KANAL SATIŞI

KANAL SATIŞI
Büyük Müşterilerin Değeri
Daha etkili yönetmek için kârlılıklarını ölçün

Şirketiniz çok büyük müşterilerle çalışıyorsa, bu müşterilere özel bir emek harcıyorsunuzdur. Bunlara ana müşteriler, ulusal müşteriler ya da stratejik müşteriler deyin, çok bir şey fark etmez: Asıl önemli olan bu müşterileri nasıl yönettiğinizdir. Etkili yönetim ölçümle başlar.
Neyi yönettiğinizi bilmek için, geliri değil değeri ölçmeniz gerekir.

Bazı büyük müşteriler hem çok talepkârdır hem de kârlı değildir. Çok yüksek düzeyde hizmet isterler ve sık sık özel isteklerde bulunurlar. Her yıl, bazı büyük müşteriler fiyat düşürmek için çok sıkı pazarlıklara girişir.

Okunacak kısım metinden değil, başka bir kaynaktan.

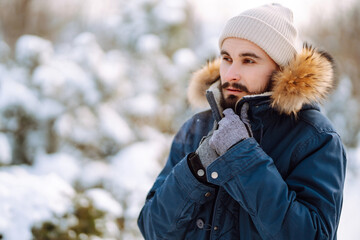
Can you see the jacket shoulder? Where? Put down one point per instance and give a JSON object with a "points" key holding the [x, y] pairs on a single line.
{"points": [[317, 120]]}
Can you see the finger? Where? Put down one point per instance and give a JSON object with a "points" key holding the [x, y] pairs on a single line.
{"points": [[228, 112]]}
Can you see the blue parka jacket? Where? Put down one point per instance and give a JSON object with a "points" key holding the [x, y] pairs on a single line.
{"points": [[286, 182]]}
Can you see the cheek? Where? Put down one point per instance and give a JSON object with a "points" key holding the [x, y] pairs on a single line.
{"points": [[257, 81], [222, 71]]}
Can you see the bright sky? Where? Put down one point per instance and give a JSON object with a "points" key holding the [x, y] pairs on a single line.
{"points": [[217, 12]]}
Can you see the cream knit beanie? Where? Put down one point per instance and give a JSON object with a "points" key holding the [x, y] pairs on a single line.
{"points": [[270, 27]]}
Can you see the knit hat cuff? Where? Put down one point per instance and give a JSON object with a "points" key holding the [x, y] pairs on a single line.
{"points": [[262, 34]]}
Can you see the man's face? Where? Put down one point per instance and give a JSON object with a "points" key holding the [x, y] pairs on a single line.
{"points": [[245, 69]]}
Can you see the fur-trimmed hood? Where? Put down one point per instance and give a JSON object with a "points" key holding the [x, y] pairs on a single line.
{"points": [[307, 79]]}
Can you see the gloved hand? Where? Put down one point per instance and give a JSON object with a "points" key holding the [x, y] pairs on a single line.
{"points": [[231, 130], [206, 154]]}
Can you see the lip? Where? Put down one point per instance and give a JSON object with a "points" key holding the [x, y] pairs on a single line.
{"points": [[233, 90]]}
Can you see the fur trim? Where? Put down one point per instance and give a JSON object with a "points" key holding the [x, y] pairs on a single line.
{"points": [[307, 79]]}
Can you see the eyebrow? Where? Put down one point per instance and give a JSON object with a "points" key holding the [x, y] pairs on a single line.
{"points": [[246, 54]]}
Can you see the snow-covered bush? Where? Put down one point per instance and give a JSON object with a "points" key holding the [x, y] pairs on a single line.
{"points": [[86, 123]]}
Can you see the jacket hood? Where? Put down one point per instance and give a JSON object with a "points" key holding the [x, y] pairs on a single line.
{"points": [[307, 79]]}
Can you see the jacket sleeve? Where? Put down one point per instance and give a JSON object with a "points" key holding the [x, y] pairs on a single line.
{"points": [[305, 205], [175, 197]]}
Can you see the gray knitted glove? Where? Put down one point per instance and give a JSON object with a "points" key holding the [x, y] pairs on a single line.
{"points": [[206, 154], [231, 130]]}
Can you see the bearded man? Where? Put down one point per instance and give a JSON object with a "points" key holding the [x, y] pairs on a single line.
{"points": [[273, 167]]}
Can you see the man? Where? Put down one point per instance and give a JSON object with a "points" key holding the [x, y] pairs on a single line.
{"points": [[273, 167]]}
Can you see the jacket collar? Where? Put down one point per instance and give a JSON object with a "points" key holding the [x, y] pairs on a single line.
{"points": [[306, 80]]}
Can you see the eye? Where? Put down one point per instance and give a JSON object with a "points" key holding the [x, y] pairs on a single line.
{"points": [[226, 58], [248, 60]]}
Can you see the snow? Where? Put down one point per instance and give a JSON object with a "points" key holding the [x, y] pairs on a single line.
{"points": [[66, 81], [134, 168], [149, 43], [14, 94], [61, 164], [5, 150], [103, 201], [26, 198], [31, 50], [143, 105], [185, 58]]}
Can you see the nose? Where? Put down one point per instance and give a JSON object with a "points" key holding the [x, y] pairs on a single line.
{"points": [[233, 73]]}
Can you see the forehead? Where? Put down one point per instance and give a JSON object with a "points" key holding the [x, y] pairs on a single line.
{"points": [[238, 46]]}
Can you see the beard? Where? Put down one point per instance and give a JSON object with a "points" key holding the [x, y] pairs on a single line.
{"points": [[231, 100]]}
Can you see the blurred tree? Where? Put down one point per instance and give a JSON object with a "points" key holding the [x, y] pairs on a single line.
{"points": [[38, 17], [340, 36]]}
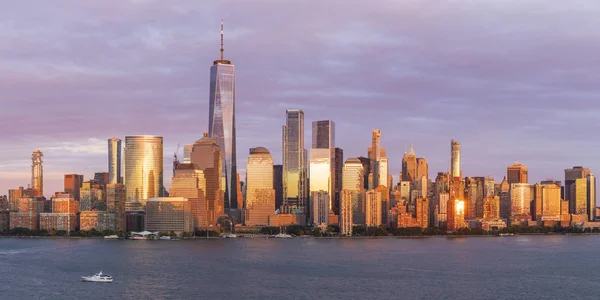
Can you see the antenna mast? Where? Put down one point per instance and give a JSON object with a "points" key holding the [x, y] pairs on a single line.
{"points": [[222, 49]]}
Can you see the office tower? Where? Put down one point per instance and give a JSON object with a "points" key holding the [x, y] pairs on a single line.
{"points": [[143, 168], [456, 215], [221, 126], [353, 182], [570, 176], [294, 161], [206, 156], [471, 203], [114, 160], [375, 159], [72, 184], [422, 168], [323, 134], [91, 196], [409, 166], [338, 166], [516, 173], [319, 207], [373, 203], [321, 171], [168, 214], [551, 201], [260, 195], [189, 182], [346, 212], [37, 174], [422, 212], [520, 198], [278, 185], [491, 207], [187, 150], [455, 159], [102, 178], [489, 187], [591, 197]]}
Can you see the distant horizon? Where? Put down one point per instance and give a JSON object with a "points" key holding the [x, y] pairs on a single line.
{"points": [[508, 86]]}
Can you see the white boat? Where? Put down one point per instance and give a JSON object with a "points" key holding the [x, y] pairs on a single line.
{"points": [[97, 278], [283, 236]]}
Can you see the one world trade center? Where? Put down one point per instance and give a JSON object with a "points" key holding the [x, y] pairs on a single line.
{"points": [[221, 125]]}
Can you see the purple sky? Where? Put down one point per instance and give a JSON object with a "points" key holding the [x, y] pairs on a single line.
{"points": [[511, 80]]}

Bu tür müşteriler, rakiplerinizin sizden çalmasını isteyeceğiniz türden müşterilerdir. Gerçek stratejik müşteri yönetimi, her ilişkinin değerinin kârlılık olarak ölçülmesini gerektirir.

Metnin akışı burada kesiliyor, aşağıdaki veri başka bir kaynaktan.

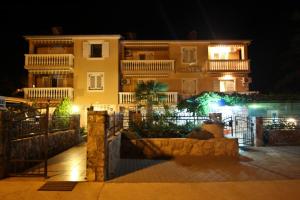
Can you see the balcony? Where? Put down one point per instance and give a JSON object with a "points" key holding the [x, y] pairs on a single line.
{"points": [[228, 66], [147, 67], [49, 61], [129, 98], [48, 93]]}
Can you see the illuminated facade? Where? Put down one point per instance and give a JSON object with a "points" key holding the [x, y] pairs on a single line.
{"points": [[102, 70], [187, 67]]}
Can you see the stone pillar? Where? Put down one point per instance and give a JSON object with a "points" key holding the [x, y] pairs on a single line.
{"points": [[259, 132], [75, 125], [96, 146], [30, 80], [3, 147]]}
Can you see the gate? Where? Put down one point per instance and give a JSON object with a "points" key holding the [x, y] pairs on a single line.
{"points": [[28, 144], [243, 130]]}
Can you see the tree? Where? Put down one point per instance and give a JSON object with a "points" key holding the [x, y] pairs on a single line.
{"points": [[150, 93], [64, 109]]}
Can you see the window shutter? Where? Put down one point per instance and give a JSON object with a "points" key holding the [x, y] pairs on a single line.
{"points": [[92, 82], [105, 49], [86, 50], [98, 82]]}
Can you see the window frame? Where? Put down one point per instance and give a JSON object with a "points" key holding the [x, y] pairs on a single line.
{"points": [[95, 74], [182, 53]]}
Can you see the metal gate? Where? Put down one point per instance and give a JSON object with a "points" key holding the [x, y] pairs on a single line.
{"points": [[243, 130], [28, 144]]}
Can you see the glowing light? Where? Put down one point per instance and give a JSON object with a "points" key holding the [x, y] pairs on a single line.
{"points": [[75, 109], [292, 121], [227, 77], [254, 106]]}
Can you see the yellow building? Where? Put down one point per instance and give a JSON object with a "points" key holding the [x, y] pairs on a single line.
{"points": [[83, 68], [102, 70], [188, 67]]}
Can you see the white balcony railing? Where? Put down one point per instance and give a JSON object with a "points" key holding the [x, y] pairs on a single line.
{"points": [[48, 60], [48, 93], [228, 65], [146, 66], [129, 97]]}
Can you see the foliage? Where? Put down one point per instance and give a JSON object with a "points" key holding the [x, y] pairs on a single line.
{"points": [[150, 93], [64, 109], [163, 126], [61, 115], [82, 131], [199, 105]]}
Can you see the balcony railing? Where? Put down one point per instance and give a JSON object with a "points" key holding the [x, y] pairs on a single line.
{"points": [[146, 66], [129, 97], [48, 93], [228, 65], [46, 61]]}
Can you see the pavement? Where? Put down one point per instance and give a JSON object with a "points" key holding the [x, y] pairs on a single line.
{"points": [[260, 173]]}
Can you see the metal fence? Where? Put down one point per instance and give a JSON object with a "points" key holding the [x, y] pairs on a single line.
{"points": [[115, 123], [170, 121]]}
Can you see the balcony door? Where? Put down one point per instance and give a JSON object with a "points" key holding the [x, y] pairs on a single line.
{"points": [[189, 87]]}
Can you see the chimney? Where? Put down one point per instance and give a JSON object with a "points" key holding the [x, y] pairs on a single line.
{"points": [[193, 35], [57, 30]]}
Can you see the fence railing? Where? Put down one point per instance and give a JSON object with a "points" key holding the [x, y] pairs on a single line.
{"points": [[48, 93], [228, 65], [158, 66], [173, 121], [48, 60], [129, 97]]}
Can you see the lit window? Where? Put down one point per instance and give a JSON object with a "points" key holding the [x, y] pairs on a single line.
{"points": [[96, 50], [96, 81], [189, 54]]}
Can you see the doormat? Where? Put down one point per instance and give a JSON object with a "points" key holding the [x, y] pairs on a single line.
{"points": [[58, 186]]}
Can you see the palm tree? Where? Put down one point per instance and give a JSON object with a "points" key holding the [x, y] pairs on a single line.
{"points": [[150, 93]]}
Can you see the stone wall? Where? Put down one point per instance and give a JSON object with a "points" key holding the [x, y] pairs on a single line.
{"points": [[173, 147], [96, 169], [282, 137], [114, 146]]}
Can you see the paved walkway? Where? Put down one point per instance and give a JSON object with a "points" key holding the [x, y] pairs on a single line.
{"points": [[69, 165], [263, 163], [261, 173]]}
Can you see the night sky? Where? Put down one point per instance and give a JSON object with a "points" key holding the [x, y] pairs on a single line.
{"points": [[274, 29]]}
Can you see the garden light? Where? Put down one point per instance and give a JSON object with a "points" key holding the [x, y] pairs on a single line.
{"points": [[75, 109]]}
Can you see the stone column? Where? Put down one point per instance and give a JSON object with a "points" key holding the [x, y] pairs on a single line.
{"points": [[75, 125], [30, 80], [96, 146], [259, 132], [3, 147]]}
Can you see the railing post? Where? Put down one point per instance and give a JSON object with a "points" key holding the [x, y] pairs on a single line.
{"points": [[258, 139], [96, 146]]}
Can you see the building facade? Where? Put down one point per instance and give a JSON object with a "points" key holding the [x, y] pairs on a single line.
{"points": [[102, 70], [82, 68]]}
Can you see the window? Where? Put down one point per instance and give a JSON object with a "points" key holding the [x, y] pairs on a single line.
{"points": [[189, 54], [227, 86], [95, 50], [95, 81]]}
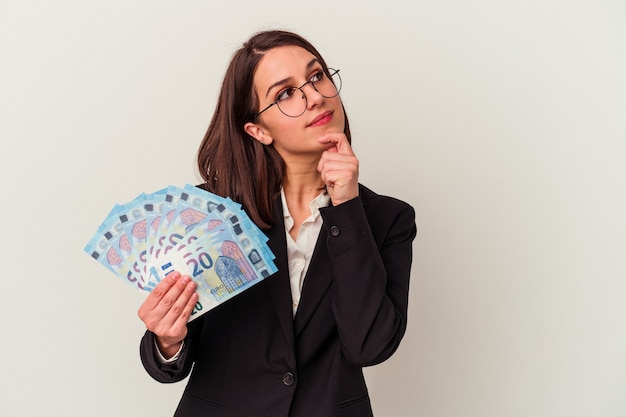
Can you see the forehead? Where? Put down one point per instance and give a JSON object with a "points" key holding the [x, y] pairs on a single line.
{"points": [[281, 63]]}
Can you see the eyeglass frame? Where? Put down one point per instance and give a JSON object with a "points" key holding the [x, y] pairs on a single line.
{"points": [[306, 102]]}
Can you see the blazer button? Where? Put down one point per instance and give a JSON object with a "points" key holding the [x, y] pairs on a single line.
{"points": [[289, 379]]}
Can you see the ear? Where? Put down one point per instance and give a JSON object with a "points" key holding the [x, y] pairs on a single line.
{"points": [[258, 133]]}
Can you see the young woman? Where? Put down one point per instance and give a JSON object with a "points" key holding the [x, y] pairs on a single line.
{"points": [[294, 344]]}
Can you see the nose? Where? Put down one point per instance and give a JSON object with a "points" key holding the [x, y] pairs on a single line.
{"points": [[313, 97]]}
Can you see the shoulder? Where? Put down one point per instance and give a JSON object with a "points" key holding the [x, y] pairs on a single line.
{"points": [[385, 213]]}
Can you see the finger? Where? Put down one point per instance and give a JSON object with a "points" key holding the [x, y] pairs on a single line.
{"points": [[162, 288], [173, 322], [183, 318], [340, 142], [161, 318]]}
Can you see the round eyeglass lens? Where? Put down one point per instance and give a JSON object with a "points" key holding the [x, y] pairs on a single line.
{"points": [[293, 102]]}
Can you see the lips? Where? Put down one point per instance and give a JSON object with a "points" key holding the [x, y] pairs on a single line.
{"points": [[322, 118]]}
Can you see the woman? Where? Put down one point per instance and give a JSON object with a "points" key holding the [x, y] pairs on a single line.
{"points": [[294, 344]]}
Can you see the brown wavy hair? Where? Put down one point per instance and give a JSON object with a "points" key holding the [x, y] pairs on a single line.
{"points": [[230, 161]]}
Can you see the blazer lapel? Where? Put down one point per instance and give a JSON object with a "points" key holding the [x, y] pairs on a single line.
{"points": [[278, 283], [316, 283]]}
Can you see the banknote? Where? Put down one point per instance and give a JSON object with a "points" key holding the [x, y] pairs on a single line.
{"points": [[111, 247], [218, 265], [185, 229]]}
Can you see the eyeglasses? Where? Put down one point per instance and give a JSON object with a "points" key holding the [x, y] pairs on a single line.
{"points": [[292, 101]]}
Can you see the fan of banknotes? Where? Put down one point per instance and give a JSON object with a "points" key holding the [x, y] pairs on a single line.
{"points": [[189, 230]]}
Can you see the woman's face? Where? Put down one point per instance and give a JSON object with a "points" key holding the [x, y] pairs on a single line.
{"points": [[279, 69]]}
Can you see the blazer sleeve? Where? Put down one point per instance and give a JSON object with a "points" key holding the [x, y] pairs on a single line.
{"points": [[371, 254], [174, 371]]}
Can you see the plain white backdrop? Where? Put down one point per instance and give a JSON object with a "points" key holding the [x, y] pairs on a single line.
{"points": [[502, 122]]}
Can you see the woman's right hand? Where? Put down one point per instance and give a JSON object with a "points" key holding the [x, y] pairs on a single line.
{"points": [[166, 310]]}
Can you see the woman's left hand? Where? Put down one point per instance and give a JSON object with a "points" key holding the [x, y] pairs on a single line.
{"points": [[339, 167]]}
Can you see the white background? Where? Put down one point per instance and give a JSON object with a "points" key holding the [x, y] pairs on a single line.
{"points": [[502, 122]]}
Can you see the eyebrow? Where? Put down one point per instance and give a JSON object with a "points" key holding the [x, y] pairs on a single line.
{"points": [[286, 80]]}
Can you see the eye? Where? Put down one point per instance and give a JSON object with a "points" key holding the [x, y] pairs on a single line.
{"points": [[317, 76], [286, 94]]}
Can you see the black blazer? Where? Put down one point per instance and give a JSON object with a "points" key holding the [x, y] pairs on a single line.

Yöneticiler büyük müşterilere hayır demekte zorlanabilirler; ama ürünlerinin kârlılığını çok iyi bilmektedirler. Ancak, çok azı müşteri ilişkilerinin kârlılığını yeterli şekilde ölçebilmektedir.

Satış yöneticileri bazı büyük müşterilerin kârlı olmadığı görüşüne, gelirlerin çoğunun bu müşteriler tarafından yaratıldığı bilgisine dayanarak şüpheyle yaklaşır. Ve yöneticiler çoğunlukla kısa vadeli gelirlerden prim alırlar.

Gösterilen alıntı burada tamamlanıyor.